During Lyra McKee’s funeral on Wednesday, Fr Martin Magill challenged politicians as to why it had taken the death of the 29-year-old to unite them.
Ms McDonald told RTE Radio One’s Today with Miriam programme that Fr Magill “hit the nail on the head” when he spoke at her funeral.
“He articulated in the clearest and most uncompromising way the fact that politicians, myself included, need to roll up our sleeves and we need to get cracking,” she said.
Ms McDonald added: “Fr Magill laid down a very, very serious challenge, a challenge not just to talk, not to tick boxes, but to get powersharing up and running.
The Sinn Fein leader described Ms McKee’s funeral as “incredibly moving” and “harrowing at many levels”.
She added that people across the island had been deeply affected by Mc McKee’s death and that there was “anger” and “revulsion” over her killing.
— Sinn Féin (@sinnfeinireland) April 24, 2019
But asked whether she was holding out for marriage equality for same sex couples and the introduction of a stand alone Irish language act, which were not acceptable to the DUP, she said that the issues at play were not trivial.
“I’m sure you didn’t miss the fact that those saying goodbye to Lyra were carrying the rainbow flag,” she said.
“I’m sure you haven’t missed the fact that Lyra herself was a very passionate and very effective advocate for marriage equality.”
The Dublin Central TD added: “There is nothing trivial in a society that’s has been fractured by conflict, in a society where we need sustainable powersharing, there’s nothing trivial at all on insisting on equality and rights for every citizen.”

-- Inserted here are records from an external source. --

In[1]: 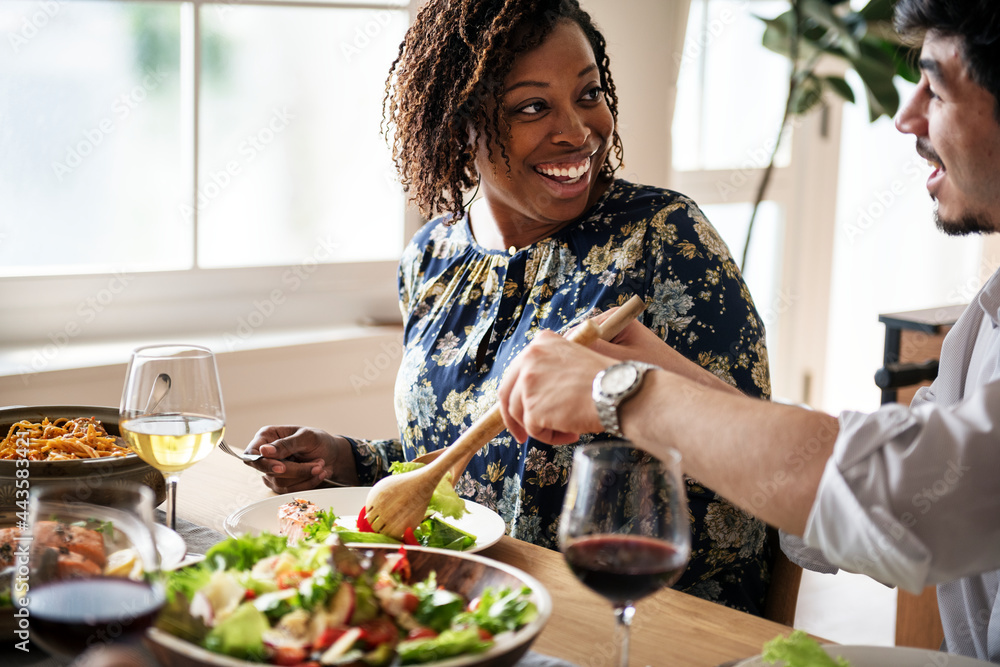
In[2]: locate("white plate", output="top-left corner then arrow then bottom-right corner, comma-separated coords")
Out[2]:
735,645 -> 995,667
154,523 -> 187,569
223,487 -> 506,553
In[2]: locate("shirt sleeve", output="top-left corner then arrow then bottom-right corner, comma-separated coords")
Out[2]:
803,378 -> 1000,593
345,436 -> 405,485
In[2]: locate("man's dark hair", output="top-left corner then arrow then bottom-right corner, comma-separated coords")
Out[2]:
894,0 -> 1000,118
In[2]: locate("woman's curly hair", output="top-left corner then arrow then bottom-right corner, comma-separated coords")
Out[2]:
382,0 -> 624,224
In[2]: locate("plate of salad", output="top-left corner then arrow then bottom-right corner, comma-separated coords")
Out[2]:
146,534 -> 551,667
223,484 -> 506,553
737,630 -> 994,667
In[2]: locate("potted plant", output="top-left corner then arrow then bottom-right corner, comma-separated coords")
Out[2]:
741,0 -> 918,271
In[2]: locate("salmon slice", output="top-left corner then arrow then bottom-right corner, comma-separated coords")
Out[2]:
33,521 -> 108,570
54,549 -> 103,578
277,498 -> 320,546
0,527 -> 19,568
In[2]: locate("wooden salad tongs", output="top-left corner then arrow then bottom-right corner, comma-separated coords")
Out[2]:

“We stand by the Good Friday Agreement and we are not going to resile from that position.”
Pressed as to whether Sinn Fein was willing to compromise on the issue of a standalone Irish act in a bid to resolve the impasse, Ms McDonald replied: “If you’re asking me are we going to capitulate on behalf of citizens in the north to people who wish to hold back progress in every form, to people who do not wish to make room for others in an open democratic society, then the answer to that is no.
“We will not capitulate on that.”
Ms McDonald added that it was her view, before and after having listened to Fr Magill’s words at Miss McKee’s funeral, that the British and Irish governments needed to step in to resolve the stalemate on the issues of marriage equality and the Irish language act.

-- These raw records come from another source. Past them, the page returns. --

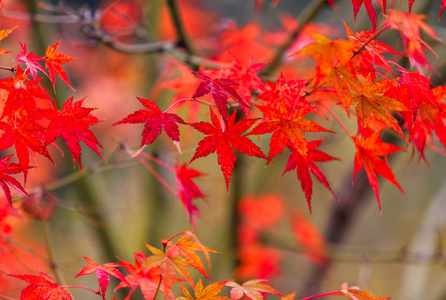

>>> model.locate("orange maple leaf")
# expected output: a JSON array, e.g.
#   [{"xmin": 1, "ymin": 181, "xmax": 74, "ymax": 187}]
[{"xmin": 178, "ymin": 278, "xmax": 230, "ymax": 300}]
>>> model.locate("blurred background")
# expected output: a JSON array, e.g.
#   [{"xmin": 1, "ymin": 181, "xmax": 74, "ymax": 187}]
[{"xmin": 1, "ymin": 0, "xmax": 446, "ymax": 299}]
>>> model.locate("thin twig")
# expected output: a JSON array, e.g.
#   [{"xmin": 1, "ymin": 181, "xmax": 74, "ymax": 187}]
[
  {"xmin": 164, "ymin": 0, "xmax": 195, "ymax": 56},
  {"xmin": 42, "ymin": 220, "xmax": 68, "ymax": 287},
  {"xmin": 261, "ymin": 0, "xmax": 328, "ymax": 76}
]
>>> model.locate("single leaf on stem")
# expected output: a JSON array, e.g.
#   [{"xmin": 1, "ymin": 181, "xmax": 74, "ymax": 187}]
[
  {"xmin": 42, "ymin": 97, "xmax": 104, "ymax": 170},
  {"xmin": 283, "ymin": 139, "xmax": 340, "ymax": 213},
  {"xmin": 163, "ymin": 234, "xmax": 218, "ymax": 280},
  {"xmin": 226, "ymin": 279, "xmax": 283, "ymax": 300},
  {"xmin": 10, "ymin": 270, "xmax": 73, "ymax": 300},
  {"xmin": 75, "ymin": 256, "xmax": 126, "ymax": 298},
  {"xmin": 113, "ymin": 97, "xmax": 185, "ymax": 153},
  {"xmin": 45, "ymin": 40, "xmax": 76, "ymax": 90},
  {"xmin": 353, "ymin": 128, "xmax": 404, "ymax": 211},
  {"xmin": 177, "ymin": 278, "xmax": 230, "ymax": 300},
  {"xmin": 248, "ymin": 102, "xmax": 333, "ymax": 162},
  {"xmin": 190, "ymin": 109, "xmax": 266, "ymax": 191},
  {"xmin": 191, "ymin": 71, "xmax": 249, "ymax": 125},
  {"xmin": 14, "ymin": 42, "xmax": 47, "ymax": 79}
]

“Given that the DUP aren’t prepared to lift these issues and resolve these issues with us, the governments now need to step in,” she said.
“They need to meet urgently, I believe, in the form of the British-Irish Intergovernmental Conference and they need to map out the answers to these questions.”
Speaking in Dublin, Sinn Fein TD Louise O’Reilly said that her party had already made compromises in terms of talks in Northern Ireland.
“There was an agreement in place less than 15 months ago, that represented a stretch and compromise for republicans,” she said.
“It’s not true to say there haven’t been compromises, the international agreements we refer to are all made up of compromises.
“We need to see governments come forward and convene real and meaningful talks, talks that deliver on the equality agenda for people living in the north.”
On whether Sinn Fein would be willing to compromise on marriage equality, Ms O’Reilly refused to be drawn.
“I don’t think we need to get hung up on this red line and that red line, but what we need to do is focus on where we can convene the talks and get in and start discussions,” she said.
“Everybody knows that Sinn Fein stands with the LGBTI community. We make no apology for that, we stand with our brothers and sisters in the north who want equal marriage. It’s not fair that if you live in the 26 counties, you can marry who you love and in the six counties you cannot.”